因為這次是因為上級通知來開會,張凡他們去報道,他就公事公辦的去報道,也沒給誰通知說我來了,結果接受報道的人員很公式化的說這幾天在某某開會,幾點幾點到場,沒那種所謂的低聲下氣或者是獻媚。
這讓王紅有點不忿了,她覺得自家院長多厲害的人,你們不說見面倒茶,最起碼也笑容燦爛一點吧,結果對方根本把他們一行人當個人物,這就讓王紅有點意見了。
“要不,我們回頭進去把他們打一頓?”張凡沒好氣的問了一句,王紅訕訕的笑了笑,嘴里嘀咕著:“我還不是為了你!”
當然了,這句話也就她自己聽到了。
老陳笑著說道:“這不是茶素政府,
茶素政府要不是欠著咱的錢,
還有咱院長過于厲害,你試試,
人家好歹也是一個地區的門面,這是什么地方,要是他們全都一臉的獻媚,你覺得,
他們能在這里?”
張凡笑了笑,
“你別搭理她,小地方來的人,啥都不懂,我當年第一次來首都做手術的時候,
覺得自己是個人物了,
結果讓本來有點驕傲的我,立馬謙卑起來了,什么是天子腳下的傲氣,以前的時候老是聽說京城人傲氣,
可就是不懂,
坐在出租車上司機貧的就如同說相聲的,
哪有什么傲氣啊。
可做手術的時候,
我才明白,什么是傲氣,
這里沒有誰會拿誰當回事,因為這地方厲害的人太多太多了,天才太多太多了!人家見過太多太多,外地人想都不敢想的人物!”
報道完畢,
老趙也來找張凡了。“晚上要不我請我熟悉的醫生和醫學院的老師吃頓飯?”張凡商量著好老趙說。
“嗯,
這個,
這個……”
“放心,
我買單,你看你糾結的!”張凡肯定知道,老趙不是考慮誰買單,所以才說出來的,人啊,真的實話才傷人,
要是對方真在乎誰買單,
這話一說,
以后估計都沒辦法聯系了。
老趙白了一眼張凡,
然后說道:“請客吃飯,
其實也沒什么,吃飯最難的是你知道他們誰和誰關系不好嗎?你真有這個心,可以單獨邀請出來吃飯,想請一大幫人吃飯,這事情我覺得你最好還是想一想。”
張凡都驚了,真的驚了,“還有這事!”
老趙一副進城沒幾天瞧著鄉里從沒經過城的大哥一樣,
“這地方是啥地方知道不?”
“首都啊!”
“這地方是經濟中心,是政治中心,
人和人的關系很特殊,特別是一個行業的人,說不定誰和誰就有恨不得殺了對方全家的仇恨,
所以,我建議你別這樣。”
張凡眨巴眨巴眼睛,“好吧,
咱小地方來的,不太懂。你說什么就是什么。明后天我還有事情,你給我聯系的學校管事的怎么樣了。”

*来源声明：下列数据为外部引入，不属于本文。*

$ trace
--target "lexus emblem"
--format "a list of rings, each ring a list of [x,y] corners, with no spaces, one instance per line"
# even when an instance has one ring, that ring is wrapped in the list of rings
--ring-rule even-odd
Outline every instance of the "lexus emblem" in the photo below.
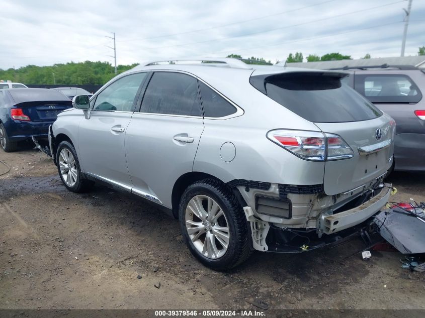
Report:
[[[381,130],[380,128],[378,128],[376,130],[376,131],[375,132],[375,137],[376,137],[376,139],[379,140],[381,139],[381,137],[382,137],[382,131]]]

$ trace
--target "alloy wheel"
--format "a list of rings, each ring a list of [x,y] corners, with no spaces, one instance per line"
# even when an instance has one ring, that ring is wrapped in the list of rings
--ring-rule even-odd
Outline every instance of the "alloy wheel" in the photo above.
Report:
[[[78,171],[73,155],[66,148],[62,149],[59,154],[59,167],[62,178],[66,185],[73,186],[77,182]]]
[[[186,225],[189,238],[201,254],[213,259],[227,250],[230,230],[221,207],[207,195],[193,197],[188,203]]]

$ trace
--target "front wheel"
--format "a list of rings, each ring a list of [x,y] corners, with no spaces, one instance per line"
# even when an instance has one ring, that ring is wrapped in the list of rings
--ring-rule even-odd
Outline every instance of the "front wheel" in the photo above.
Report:
[[[62,141],[59,144],[56,162],[60,179],[70,191],[86,192],[93,184],[92,181],[83,177],[75,149],[71,143]]]
[[[231,190],[213,179],[185,191],[179,221],[191,252],[216,270],[234,267],[250,254],[249,230],[243,211]]]

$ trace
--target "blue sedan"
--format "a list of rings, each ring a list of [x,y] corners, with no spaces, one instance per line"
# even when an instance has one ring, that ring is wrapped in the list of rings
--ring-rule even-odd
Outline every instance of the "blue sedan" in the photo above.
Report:
[[[54,89],[0,90],[0,145],[6,152],[18,143],[34,137],[46,139],[49,126],[57,114],[72,107],[68,97]]]

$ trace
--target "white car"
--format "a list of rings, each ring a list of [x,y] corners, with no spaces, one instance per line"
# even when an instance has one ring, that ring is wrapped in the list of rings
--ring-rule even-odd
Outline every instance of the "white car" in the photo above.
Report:
[[[11,82],[0,82],[0,89],[4,88],[28,88],[28,86],[22,83],[12,83]]]

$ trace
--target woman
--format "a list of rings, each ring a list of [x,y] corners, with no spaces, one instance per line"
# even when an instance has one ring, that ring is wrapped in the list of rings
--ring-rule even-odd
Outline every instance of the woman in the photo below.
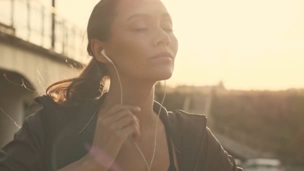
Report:
[[[206,116],[154,100],[172,74],[172,28],[159,0],[100,0],[88,26],[92,60],[35,99],[43,107],[0,151],[0,170],[238,170]]]

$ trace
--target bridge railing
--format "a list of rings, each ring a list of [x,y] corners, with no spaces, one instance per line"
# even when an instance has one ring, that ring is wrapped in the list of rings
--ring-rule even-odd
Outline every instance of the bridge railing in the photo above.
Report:
[[[226,126],[220,124],[214,124],[212,128],[216,132],[222,136],[228,137],[237,141],[238,143],[250,146],[260,152],[261,156],[273,156],[273,152],[276,152],[280,148],[280,144],[274,143],[271,140],[260,140],[252,135],[244,132],[242,130]]]
[[[55,30],[52,47],[53,15]],[[52,8],[31,0],[1,0],[0,24],[11,28],[6,29],[10,32],[6,34],[79,62],[88,62],[85,30],[56,14]]]

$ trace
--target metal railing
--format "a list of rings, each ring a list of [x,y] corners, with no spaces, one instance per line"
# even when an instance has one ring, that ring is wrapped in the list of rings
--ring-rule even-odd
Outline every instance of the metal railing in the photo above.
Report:
[[[53,14],[55,30],[52,47]],[[54,9],[37,2],[0,0],[0,24],[14,30],[9,34],[24,40],[80,62],[88,61],[85,30],[56,14]]]

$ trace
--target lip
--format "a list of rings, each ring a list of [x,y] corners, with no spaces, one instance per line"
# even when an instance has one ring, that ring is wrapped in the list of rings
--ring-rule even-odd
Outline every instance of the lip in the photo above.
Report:
[[[170,53],[168,52],[162,52],[156,54],[154,56],[152,56],[151,58],[156,59],[156,58],[168,58],[168,57],[170,57],[171,59],[173,58],[173,56],[172,56],[172,54],[171,54]]]

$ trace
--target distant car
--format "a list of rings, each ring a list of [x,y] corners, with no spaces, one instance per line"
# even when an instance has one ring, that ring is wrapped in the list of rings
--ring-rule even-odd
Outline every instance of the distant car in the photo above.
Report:
[[[277,159],[250,159],[242,164],[242,168],[244,171],[285,171]]]

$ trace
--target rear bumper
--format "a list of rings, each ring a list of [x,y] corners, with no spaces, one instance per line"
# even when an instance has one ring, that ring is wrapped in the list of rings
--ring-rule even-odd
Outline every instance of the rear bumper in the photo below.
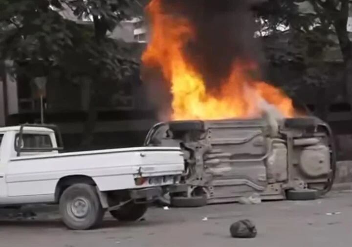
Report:
[[[133,200],[150,202],[161,196],[162,194],[162,189],[161,187],[152,187],[132,189],[130,190],[129,192],[131,198]]]

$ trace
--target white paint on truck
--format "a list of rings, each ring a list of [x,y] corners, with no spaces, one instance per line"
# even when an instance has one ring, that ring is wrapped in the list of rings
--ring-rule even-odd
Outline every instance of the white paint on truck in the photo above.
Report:
[[[106,198],[114,191],[121,194],[156,187],[167,188],[178,183],[184,170],[182,153],[177,147],[140,147],[59,153],[55,150],[58,147],[54,130],[25,126],[21,143],[20,131],[18,126],[0,128],[2,206],[58,203],[58,186],[65,178],[73,178],[64,188],[75,183],[74,178],[80,178],[78,184],[81,183],[82,178],[91,179],[101,199],[102,196]],[[20,157],[16,145],[24,150]],[[37,150],[28,151],[30,148]],[[48,151],[50,148],[53,150]],[[155,178],[158,179],[149,179]],[[142,182],[136,183],[138,179],[142,179]]]

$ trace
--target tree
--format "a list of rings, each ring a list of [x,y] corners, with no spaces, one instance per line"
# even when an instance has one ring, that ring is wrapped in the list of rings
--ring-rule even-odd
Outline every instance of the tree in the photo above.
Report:
[[[348,0],[268,0],[255,10],[262,20],[265,35],[289,36],[285,47],[279,51],[269,47],[267,54],[274,62],[289,60],[304,66],[307,73],[300,86],[308,83],[321,94],[326,91],[329,72],[324,53],[339,46],[343,55],[346,91],[352,103],[352,46],[346,28],[349,8]],[[317,104],[321,106],[324,103]],[[323,111],[325,107],[322,107]]]
[[[0,0],[0,60],[32,66],[29,77],[58,76],[74,83],[88,82],[90,99],[82,141],[88,145],[97,118],[96,99],[102,83],[121,81],[138,66],[122,41],[109,39],[122,20],[140,7],[135,0]],[[77,20],[64,18],[72,11]],[[82,22],[80,20],[90,20]],[[88,24],[83,24],[88,23]],[[35,69],[33,69],[33,68]],[[54,73],[55,72],[55,73]]]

張凡沒直接說,我是來政府開會的,我是老大親自點名來的,很含蓄的說了一句有事。
“聯系好了,周末的時候我約出來,你小子千萬別胡來,我還要在學校里上課呢。”
“多大的事情啊,他們不要你了,我給你報銷來回的路費,
去茶素講課,你喜歡講什么都行!我再給你配個小助理,
嫂子也不知道……”
老趙起身走了,他對于張凡的這種匪氣實在沒辦法接受。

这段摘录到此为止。